Where each panel insurer documents the duty and loading framework
Loadings and exclusions are not published in the PDS itself; they appear on the Policy Schedule after underwriting. The duty to take reasonable care is documented in:
- AIA Priority Protection PDS (Version 32, 9 November 2025), Section 10.2: misrepresentation framework.
- Zurich Wealth Protection PDS (1 November 2025), duty section.
- TAL Accelerated Protection PDS (12 December 2024), Section 5: duty framework.
- OnePath OneCare PDS (1 October 2025), Application duty section.
- ClearView ClearChoice PDS (13 May 2024, update 5 June 2025): duty section.
- NEOS Protection PDS (6 December 2024), Important Information section.
- Encompass Protection PDS (26 September 2025), duty section.
- Acenda Insurance PDS (27 September 2025), duty section at pages 118-119.
- Futura Protection PDS (1 October 2025), duty section.
Underwriting appetite varies between insurers. Comparing across the 9 panel insurers for a specific condition often produces materially different outcomes. A broker can re-shop a declined or heavily-loaded outcome across the other panel insurers without you completing 9 separate applications.
Common condition categories and what to expect
- Heart conditions (hypertension, high cholesterol, past heart attack): standard rates possible for well-controlled cases; loadings or exclusions for active or recent events.
- Cancer history: depends on type, stage, and time since treatment. Some cancers underwritten standard after 5-10 years clear; others attract loading or exclusion.
- Diabetes (Type 1 and Type 2): Type 2 well-controlled often gets a loading; Type 1 typically attracts a larger loading and may trigger TPD or IP exclusions.
- Mental health (depression, anxiety, bipolar): variable. Time since last episode, ongoing medication, and severity all matter. Mental health is increasingly underwritten with more nuance than the historic blanket-exclusion approach.
- Musculoskeletal (back pain, joint conditions): standard or loaded for life cover; exclusions more common on TPD and IP for the specific body region.

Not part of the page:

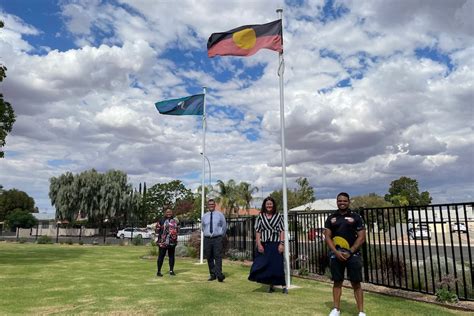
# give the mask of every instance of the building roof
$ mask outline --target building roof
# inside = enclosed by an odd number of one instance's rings
[[[53,213],[32,213],[33,216],[39,221],[54,221],[55,215]]]
[[[297,207],[293,207],[292,209],[290,209],[290,212],[335,210],[337,210],[336,199],[321,199]]]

- Sleep apnoea, asthma, autoimmune disease: condition-specific underwriting; well-controlled cases often progress with manageable loadings.
- Substance use history: depends on the substance, the time since cessation, and any related medical sequelae.

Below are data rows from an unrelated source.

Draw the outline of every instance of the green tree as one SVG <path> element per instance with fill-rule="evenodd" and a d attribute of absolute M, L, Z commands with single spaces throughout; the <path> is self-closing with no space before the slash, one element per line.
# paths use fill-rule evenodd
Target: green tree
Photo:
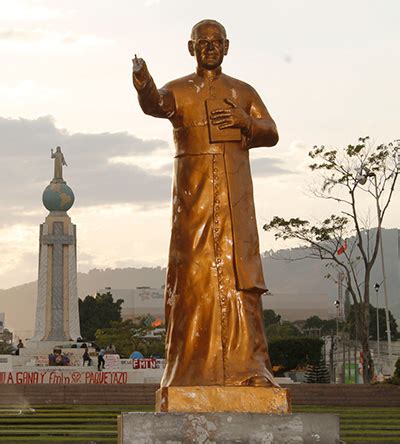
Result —
<path fill-rule="evenodd" d="M 322 345 L 321 339 L 304 337 L 270 341 L 269 355 L 274 373 L 279 375 L 309 364 L 317 365 L 321 360 Z"/>
<path fill-rule="evenodd" d="M 12 344 L 13 341 L 13 333 L 8 330 L 7 328 L 5 328 L 1 333 L 0 333 L 0 341 L 5 342 L 7 344 Z"/>
<path fill-rule="evenodd" d="M 284 321 L 282 324 L 271 324 L 265 329 L 268 341 L 274 339 L 287 339 L 301 336 L 301 331 L 291 322 Z"/>
<path fill-rule="evenodd" d="M 110 292 L 99 294 L 95 297 L 86 296 L 79 300 L 79 318 L 82 338 L 94 341 L 96 331 L 100 328 L 111 326 L 113 321 L 121 321 L 121 305 L 124 301 L 113 300 Z"/>
<path fill-rule="evenodd" d="M 100 347 L 113 344 L 117 353 L 123 358 L 129 358 L 134 351 L 139 351 L 145 357 L 154 355 L 164 357 L 165 334 L 162 332 L 162 326 L 159 329 L 161 333 L 152 336 L 151 332 L 155 327 L 151 325 L 149 319 L 150 315 L 139 317 L 134 321 L 131 319 L 122 322 L 113 321 L 109 327 L 96 331 L 96 344 Z"/>
<path fill-rule="evenodd" d="M 391 378 L 388 379 L 390 384 L 400 385 L 400 358 L 397 359 L 394 365 L 394 373 Z"/>
<path fill-rule="evenodd" d="M 311 316 L 307 318 L 303 324 L 303 328 L 322 328 L 324 321 L 319 316 Z"/>
<path fill-rule="evenodd" d="M 14 351 L 14 348 L 11 344 L 0 341 L 0 355 L 11 355 L 12 351 Z"/>
<path fill-rule="evenodd" d="M 274 310 L 263 310 L 264 326 L 267 328 L 269 325 L 279 324 L 281 322 L 281 316 L 276 314 Z"/>
<path fill-rule="evenodd" d="M 133 336 L 135 326 L 132 320 L 112 321 L 107 328 L 99 328 L 96 331 L 96 344 L 105 348 L 113 344 L 117 353 L 123 358 L 129 358 L 135 350 Z"/>
<path fill-rule="evenodd" d="M 356 311 L 358 305 L 352 305 L 350 307 L 350 313 L 347 321 L 348 330 L 351 339 L 358 338 L 358 325 L 356 324 Z M 379 339 L 381 341 L 387 341 L 387 329 L 386 329 L 386 313 L 384 308 L 380 308 L 379 312 Z M 397 322 L 392 312 L 389 310 L 389 322 L 390 322 L 390 337 L 392 340 L 399 338 L 399 331 L 397 327 Z M 376 307 L 369 305 L 369 338 L 376 341 L 378 338 L 377 328 L 376 328 Z"/>
<path fill-rule="evenodd" d="M 382 223 L 400 172 L 399 154 L 399 141 L 374 147 L 368 137 L 341 150 L 314 147 L 309 153 L 313 162 L 309 166 L 322 178 L 314 195 L 340 205 L 341 215 L 332 214 L 315 224 L 298 217 L 286 220 L 276 216 L 264 225 L 265 230 L 275 231 L 276 239 L 295 239 L 307 247 L 300 257 L 324 260 L 328 266 L 343 272 L 343 285 L 353 304 L 360 307 L 357 325 L 364 355 L 364 383 L 369 383 L 374 373 L 369 347 L 371 269 L 378 255 Z M 361 209 L 366 207 L 367 212 L 363 214 Z M 374 232 L 369 226 L 372 211 L 377 224 Z M 356 241 L 348 246 L 347 239 L 353 234 Z"/>
<path fill-rule="evenodd" d="M 339 323 L 339 330 L 343 327 L 343 323 Z M 320 336 L 336 335 L 336 320 L 335 319 L 321 319 L 318 316 L 311 316 L 306 319 L 303 324 L 303 330 L 305 332 L 309 330 L 318 329 Z"/>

Documenting your condition for underwriting
Underwriters value evidence. If you can supply at application:
- Recent GP notes confirming the condition is stable
- Specialist report (cardiologist, oncologist, psychiatrist) confirming current management
- Current medication list with dosages
- Recent test results (blood pressure log, HbA1c, cholesterol, recent ECG)
- Treatment plan and review schedule
the underwriting outcome often improves relative to a bare disclosure with no supporting evidence.
Pre-existing condition cover through super
Super-held default cover (group insurance) typically uses simplified underwriting or automatic acceptance at default sum insured levels. This can be an option where retail cover is loaded or declined. Limitations: lower sum insured caps, more restrictive definitions, and pre-existing exclusions sometimes apply for the first 12 to 24 months. Check your fund's insurance guide.
What not to do
Do not omit, downplay, or misstate a condition. Insurer remedies under Insurance Contracts Act s28A-D apply on claim if a non-disclosed condition surfaces. For non-fraudulent misrepresentation, the insurer can reduce the sum insured proportionately, impose an exclusion, or treat the policy as if it had never been entered into. Fraudulent misrepresentation under s28(2) allows full avoidance.
Regulator anchor
The Insurance Contracts Act 1984 s20B and s28A-D govern the duty and remedies. Sensitive health information requires explicit consent for collection and processing under Australian Privacy Principle 3.3 (Privacy Act 1988). The Life Insurance Code of Practice 2019 binds all 9 panel insurers on claims handling. AFCA at afca.org.au is the external dispute pathway.